The natural science congress - being held in New Zealand for only the second time- focuses on ''Southern Lands and Southern Oceans: Life on the Edge?''Dunedin's hosting of such events highlighted the city's high standing for its wildlife.

There was also a further ''marketing opportunity'' to promote the greater Dunedin area as ''the biodiversity capital of New Zealand'', she said.

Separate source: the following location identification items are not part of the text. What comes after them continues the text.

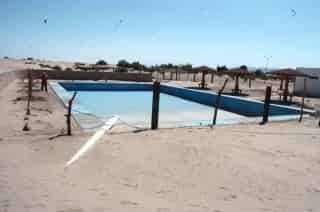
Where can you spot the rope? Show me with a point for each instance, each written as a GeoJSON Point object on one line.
{"type": "Point", "coordinates": [103, 119]}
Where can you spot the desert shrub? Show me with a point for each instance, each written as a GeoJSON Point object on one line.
{"type": "Point", "coordinates": [56, 67]}
{"type": "Point", "coordinates": [68, 69]}
{"type": "Point", "coordinates": [79, 64]}
{"type": "Point", "coordinates": [101, 62]}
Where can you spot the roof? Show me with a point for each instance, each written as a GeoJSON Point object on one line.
{"type": "Point", "coordinates": [203, 69]}
{"type": "Point", "coordinates": [289, 72]}
{"type": "Point", "coordinates": [237, 71]}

''We really have something to be very proud of.''

The recent finding of several lichen species and one fungus, not previously recorded by scientists, by Otago PhD researcher Lars Ludwig, near central Dunedin also highlighted the city's remarkably high plant biodiversity, she recently noted.

The presence of the congress also underscored the city's and Otago University's internationally respected research strengths in many disciplines including botany and geology, she said.

Associate Prof Liz Slooten, of Otago zoology department, who chairs the organising committee for the Biology of Marine Mammals conference, said many people would be ''really surprised'' to see so many overseas researchers visiting Dunedin when the five-day event began on December 9.

New Zealand was a marine mammal ''paradise'', being home to several species found nowhere else in the world, and Dunedin itself was a ''very special place'' for marine biodiversity.

Dunedin was New Zealand's wildlife capital-''of the major cities, we're it,'' she said.

Of the country's main cities, Dunedin had unrivalled easy access, after a short car ride, to a wide range of distinctive native wildlife, including the royal albatross and New Zealand sea lions, mammals found in no other country in the world.

And New Zealand's biodiversity was ''really valued'' by overseas scientists coming to the conference.

It sometimes took the arrival of people from overseas to remind local people ''just how special'' their area was, she said.